Не помню, как в древности назывался этот город и чьи войска осаждали его много веков назад. Но сопротивлялся он мужественно и был взят неприятелем, когда многие воины его были перебиты. Ждали казней, грабежей, насилия. Но неприятель не стал мстить. Он открыл в городе увеселительные заведения, и постепенно город предался веселью и разврату, и вскоре воины перестали быть воинами, они уже не способны были взять в руки оружие. Неприятель не истребил, он растлил жителей, и они уже были не опасны ему.

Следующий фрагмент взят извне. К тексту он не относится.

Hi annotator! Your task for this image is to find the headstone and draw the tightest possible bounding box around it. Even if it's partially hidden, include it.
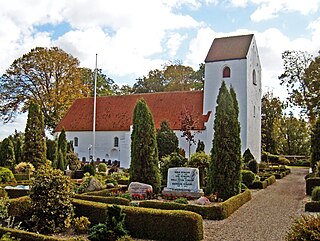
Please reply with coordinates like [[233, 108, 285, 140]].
[[162, 167, 204, 198], [128, 182, 153, 196]]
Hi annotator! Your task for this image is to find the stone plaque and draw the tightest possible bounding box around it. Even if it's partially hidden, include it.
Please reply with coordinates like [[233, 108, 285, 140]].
[[167, 167, 200, 192]]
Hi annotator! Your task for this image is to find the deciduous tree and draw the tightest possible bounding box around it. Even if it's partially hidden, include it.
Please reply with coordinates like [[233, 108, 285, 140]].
[[0, 47, 90, 130], [279, 50, 320, 124]]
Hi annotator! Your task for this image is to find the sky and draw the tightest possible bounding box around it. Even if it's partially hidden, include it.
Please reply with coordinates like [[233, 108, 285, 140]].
[[0, 0, 320, 141]]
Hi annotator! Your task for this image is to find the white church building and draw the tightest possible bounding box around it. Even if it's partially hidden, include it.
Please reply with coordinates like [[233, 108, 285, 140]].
[[54, 34, 262, 168]]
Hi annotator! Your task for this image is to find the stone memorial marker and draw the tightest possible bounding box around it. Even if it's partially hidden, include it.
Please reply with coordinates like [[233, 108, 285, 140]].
[[128, 182, 153, 196], [162, 167, 204, 198]]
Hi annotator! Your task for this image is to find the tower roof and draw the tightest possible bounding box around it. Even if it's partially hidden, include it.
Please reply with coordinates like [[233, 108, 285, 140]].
[[205, 34, 254, 63]]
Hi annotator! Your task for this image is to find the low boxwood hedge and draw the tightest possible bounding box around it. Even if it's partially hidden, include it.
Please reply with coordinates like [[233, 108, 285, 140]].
[[72, 199, 203, 241], [5, 188, 29, 198], [0, 227, 70, 241], [83, 187, 123, 196], [139, 189, 251, 220], [249, 175, 275, 189], [305, 201, 320, 212], [306, 177, 320, 195], [74, 194, 130, 206]]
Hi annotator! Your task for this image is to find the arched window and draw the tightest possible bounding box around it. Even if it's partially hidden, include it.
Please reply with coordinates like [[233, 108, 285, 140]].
[[114, 137, 119, 147], [253, 69, 257, 85], [74, 137, 78, 147], [223, 66, 231, 78]]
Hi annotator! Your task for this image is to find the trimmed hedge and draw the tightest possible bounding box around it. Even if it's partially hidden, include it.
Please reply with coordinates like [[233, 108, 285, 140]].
[[14, 174, 30, 181], [72, 199, 203, 241], [8, 196, 32, 217], [305, 201, 320, 212], [83, 187, 123, 196], [0, 227, 71, 241], [5, 188, 29, 198], [74, 194, 130, 206], [249, 175, 275, 189], [306, 177, 320, 195], [139, 189, 251, 220]]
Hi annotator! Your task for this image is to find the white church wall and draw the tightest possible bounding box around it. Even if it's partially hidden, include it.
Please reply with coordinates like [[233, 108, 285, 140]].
[[65, 131, 131, 168], [246, 37, 262, 162], [204, 59, 248, 155]]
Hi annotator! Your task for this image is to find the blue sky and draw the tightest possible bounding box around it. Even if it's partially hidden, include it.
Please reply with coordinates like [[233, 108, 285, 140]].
[[0, 0, 320, 140]]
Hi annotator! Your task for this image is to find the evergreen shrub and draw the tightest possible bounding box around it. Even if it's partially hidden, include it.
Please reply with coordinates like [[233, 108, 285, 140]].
[[98, 163, 107, 173], [285, 215, 320, 241], [312, 186, 320, 201], [306, 177, 320, 195], [74, 216, 91, 234], [248, 159, 258, 174], [0, 168, 14, 184], [305, 201, 320, 212], [83, 164, 95, 176], [241, 170, 256, 187]]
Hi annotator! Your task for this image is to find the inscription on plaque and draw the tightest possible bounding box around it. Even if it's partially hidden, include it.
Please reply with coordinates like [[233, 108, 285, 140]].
[[167, 167, 200, 192]]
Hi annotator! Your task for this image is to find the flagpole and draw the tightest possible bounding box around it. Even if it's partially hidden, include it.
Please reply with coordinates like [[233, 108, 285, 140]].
[[92, 53, 98, 161]]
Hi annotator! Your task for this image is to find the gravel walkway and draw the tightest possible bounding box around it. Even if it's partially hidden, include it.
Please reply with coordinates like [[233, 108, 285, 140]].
[[204, 167, 309, 241]]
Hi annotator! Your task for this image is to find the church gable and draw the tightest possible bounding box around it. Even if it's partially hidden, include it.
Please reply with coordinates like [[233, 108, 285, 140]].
[[55, 91, 210, 132]]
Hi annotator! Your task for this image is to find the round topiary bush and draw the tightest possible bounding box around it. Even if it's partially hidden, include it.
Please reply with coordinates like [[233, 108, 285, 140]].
[[15, 162, 35, 175], [0, 167, 14, 183], [285, 214, 320, 241], [312, 186, 320, 201], [83, 163, 95, 176], [241, 170, 256, 187], [98, 163, 107, 173]]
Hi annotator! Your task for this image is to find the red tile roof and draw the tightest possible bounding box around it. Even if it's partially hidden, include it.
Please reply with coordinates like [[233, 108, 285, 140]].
[[205, 34, 253, 62], [54, 91, 210, 132]]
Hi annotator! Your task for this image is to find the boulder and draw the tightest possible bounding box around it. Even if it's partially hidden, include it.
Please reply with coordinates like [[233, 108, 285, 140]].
[[128, 182, 153, 196], [195, 196, 210, 205], [85, 177, 104, 192]]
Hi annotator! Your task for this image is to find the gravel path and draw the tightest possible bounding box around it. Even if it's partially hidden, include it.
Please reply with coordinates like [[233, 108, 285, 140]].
[[204, 167, 309, 241]]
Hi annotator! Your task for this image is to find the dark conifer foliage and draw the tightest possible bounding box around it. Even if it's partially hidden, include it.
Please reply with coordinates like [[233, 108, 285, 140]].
[[311, 116, 320, 170], [24, 102, 46, 168], [156, 120, 179, 159], [130, 98, 161, 193], [207, 81, 242, 200]]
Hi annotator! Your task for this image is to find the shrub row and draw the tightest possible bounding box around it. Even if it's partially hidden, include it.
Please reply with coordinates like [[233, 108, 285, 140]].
[[306, 177, 320, 195], [0, 227, 70, 241], [139, 189, 251, 220], [74, 194, 130, 206], [14, 174, 31, 181], [305, 201, 320, 212], [249, 175, 276, 189], [72, 199, 203, 241], [5, 188, 29, 198], [83, 187, 123, 196]]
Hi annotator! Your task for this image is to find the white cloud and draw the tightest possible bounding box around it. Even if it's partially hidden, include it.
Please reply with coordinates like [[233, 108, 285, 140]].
[[227, 0, 320, 22], [166, 33, 188, 58]]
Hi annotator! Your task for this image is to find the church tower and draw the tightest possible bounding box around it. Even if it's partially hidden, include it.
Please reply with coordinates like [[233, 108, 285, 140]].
[[203, 34, 261, 161]]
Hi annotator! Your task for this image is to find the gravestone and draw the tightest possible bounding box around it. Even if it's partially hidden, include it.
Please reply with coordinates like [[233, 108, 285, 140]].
[[162, 167, 204, 198], [128, 182, 153, 197]]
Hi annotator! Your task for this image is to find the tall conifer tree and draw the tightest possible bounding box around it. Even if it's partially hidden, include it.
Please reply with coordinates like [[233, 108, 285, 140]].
[[57, 128, 67, 170], [0, 138, 15, 168], [130, 98, 161, 193], [207, 81, 242, 200], [311, 116, 320, 170], [156, 120, 179, 159], [24, 102, 46, 168]]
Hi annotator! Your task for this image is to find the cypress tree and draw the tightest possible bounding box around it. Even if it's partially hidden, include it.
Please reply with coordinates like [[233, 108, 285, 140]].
[[46, 139, 58, 163], [196, 140, 205, 152], [14, 137, 23, 164], [243, 148, 255, 163], [156, 120, 179, 159], [0, 138, 15, 168], [57, 128, 67, 170], [57, 149, 65, 171], [311, 116, 320, 170], [207, 81, 242, 200], [130, 98, 161, 193], [24, 102, 46, 169]]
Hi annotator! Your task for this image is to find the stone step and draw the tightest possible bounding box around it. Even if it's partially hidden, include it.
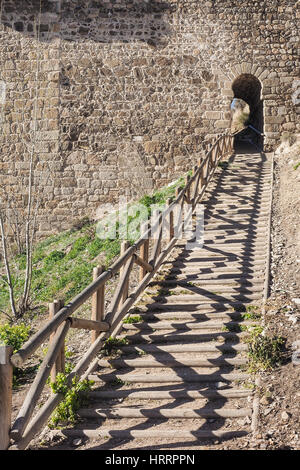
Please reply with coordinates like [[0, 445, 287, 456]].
[[121, 331, 246, 345], [205, 208, 269, 215], [174, 244, 266, 253], [113, 342, 248, 355], [88, 388, 252, 400], [179, 246, 267, 254], [146, 292, 262, 304], [145, 301, 254, 311], [174, 255, 267, 263], [59, 428, 249, 440], [155, 280, 264, 290], [98, 356, 248, 369], [201, 235, 268, 242], [208, 182, 270, 187], [165, 273, 264, 282], [167, 267, 265, 276], [204, 187, 271, 194], [168, 260, 266, 269], [202, 211, 269, 219], [78, 407, 252, 420], [201, 199, 270, 206], [205, 210, 269, 217], [120, 333, 248, 345], [90, 371, 250, 384], [138, 311, 248, 321], [204, 224, 268, 231], [121, 320, 251, 331], [150, 285, 263, 295]]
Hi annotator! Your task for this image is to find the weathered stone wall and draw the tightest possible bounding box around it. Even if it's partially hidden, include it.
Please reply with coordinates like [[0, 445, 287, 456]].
[[0, 0, 299, 237]]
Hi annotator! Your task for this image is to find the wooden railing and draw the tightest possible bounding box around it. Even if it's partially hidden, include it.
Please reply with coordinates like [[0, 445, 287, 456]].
[[0, 133, 234, 450]]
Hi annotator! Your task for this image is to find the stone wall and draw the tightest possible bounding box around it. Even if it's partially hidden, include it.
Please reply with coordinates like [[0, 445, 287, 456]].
[[0, 0, 299, 237]]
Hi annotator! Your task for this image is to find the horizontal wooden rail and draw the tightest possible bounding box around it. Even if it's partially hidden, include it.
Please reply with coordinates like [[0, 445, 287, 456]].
[[5, 132, 234, 450], [133, 254, 154, 273], [70, 318, 110, 332]]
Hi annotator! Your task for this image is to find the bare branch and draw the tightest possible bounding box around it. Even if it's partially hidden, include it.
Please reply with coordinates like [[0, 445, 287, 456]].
[[0, 210, 18, 318], [0, 308, 14, 323]]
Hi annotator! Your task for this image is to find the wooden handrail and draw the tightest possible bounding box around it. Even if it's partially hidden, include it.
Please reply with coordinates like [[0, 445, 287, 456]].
[[70, 317, 110, 332], [134, 254, 154, 273], [10, 319, 71, 440], [4, 132, 234, 450]]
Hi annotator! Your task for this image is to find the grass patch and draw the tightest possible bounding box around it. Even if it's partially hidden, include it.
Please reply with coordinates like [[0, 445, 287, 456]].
[[111, 377, 127, 387], [0, 323, 34, 386], [218, 161, 229, 170], [0, 323, 31, 352], [0, 172, 189, 320], [123, 315, 143, 324], [103, 336, 129, 356], [156, 288, 177, 297], [246, 332, 286, 372], [241, 305, 262, 321]]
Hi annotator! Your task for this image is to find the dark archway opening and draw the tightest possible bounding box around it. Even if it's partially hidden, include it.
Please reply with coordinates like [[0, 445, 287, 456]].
[[231, 74, 264, 153]]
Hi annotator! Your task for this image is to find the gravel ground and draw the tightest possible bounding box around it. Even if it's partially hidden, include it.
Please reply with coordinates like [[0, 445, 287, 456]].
[[254, 139, 300, 450]]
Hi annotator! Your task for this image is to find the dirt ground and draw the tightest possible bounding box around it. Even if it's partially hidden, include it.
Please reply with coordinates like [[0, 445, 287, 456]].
[[255, 139, 300, 450]]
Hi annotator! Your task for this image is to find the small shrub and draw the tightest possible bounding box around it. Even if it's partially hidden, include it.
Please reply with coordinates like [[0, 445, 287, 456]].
[[123, 315, 143, 324], [103, 336, 129, 356], [48, 373, 94, 428], [0, 323, 32, 386], [0, 323, 31, 352], [218, 161, 229, 170], [247, 333, 285, 372], [242, 305, 261, 320]]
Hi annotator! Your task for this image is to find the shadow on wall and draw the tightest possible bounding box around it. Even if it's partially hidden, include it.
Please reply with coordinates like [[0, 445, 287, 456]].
[[0, 0, 175, 45]]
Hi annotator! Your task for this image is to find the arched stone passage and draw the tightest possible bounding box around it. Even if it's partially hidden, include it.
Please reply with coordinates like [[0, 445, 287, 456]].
[[232, 74, 264, 150]]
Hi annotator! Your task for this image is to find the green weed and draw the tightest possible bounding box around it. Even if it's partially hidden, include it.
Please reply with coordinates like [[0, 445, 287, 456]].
[[103, 336, 129, 356], [246, 332, 285, 372], [241, 305, 261, 321], [293, 162, 300, 170], [48, 373, 94, 428], [218, 161, 229, 170], [0, 323, 31, 352], [0, 323, 32, 386], [123, 315, 143, 324]]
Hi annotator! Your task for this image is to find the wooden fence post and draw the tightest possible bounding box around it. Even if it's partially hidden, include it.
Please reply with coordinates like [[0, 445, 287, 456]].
[[139, 221, 149, 282], [198, 157, 204, 190], [185, 174, 191, 203], [191, 165, 197, 203], [120, 241, 130, 305], [59, 300, 65, 374], [49, 300, 65, 382], [167, 198, 174, 242], [91, 265, 105, 344], [0, 345, 13, 450], [175, 187, 183, 239]]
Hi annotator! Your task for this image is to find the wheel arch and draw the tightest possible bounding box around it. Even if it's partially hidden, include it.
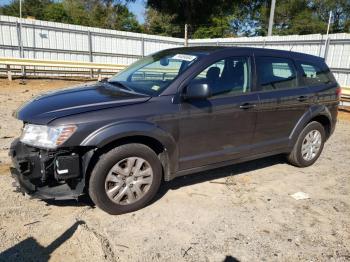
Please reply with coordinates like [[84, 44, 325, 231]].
[[81, 121, 178, 183], [308, 114, 331, 139], [289, 105, 333, 147]]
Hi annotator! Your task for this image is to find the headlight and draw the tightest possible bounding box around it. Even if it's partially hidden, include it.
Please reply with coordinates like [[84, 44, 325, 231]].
[[20, 124, 77, 149]]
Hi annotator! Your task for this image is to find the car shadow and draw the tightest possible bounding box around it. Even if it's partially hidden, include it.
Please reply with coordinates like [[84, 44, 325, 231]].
[[43, 192, 95, 208], [151, 154, 285, 204], [0, 220, 85, 262], [223, 256, 241, 262], [41, 154, 285, 209]]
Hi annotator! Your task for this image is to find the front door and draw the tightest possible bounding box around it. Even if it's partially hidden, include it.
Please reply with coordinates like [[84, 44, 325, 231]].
[[178, 56, 258, 170]]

В Канаде, если не ошибаюсь – в Монреале, я видел примерно то же, но проделанное на мышах; в музее это было выставлено на всеобщее обозрение. В первом отсеке – только что отловленные мыши, живые, быстрые, привыкшие сами добывать себе пищу. Но еды, питья поставлено было им вволю: ешьте, пейте, совокупляйтесь. И постепенно, отсек за отсеком, можно было видеть вырождение мышей. В последнем ползали уроды. Ни бегать, ни ходить, ни добывать себе пищу они уже не могли, они ползали.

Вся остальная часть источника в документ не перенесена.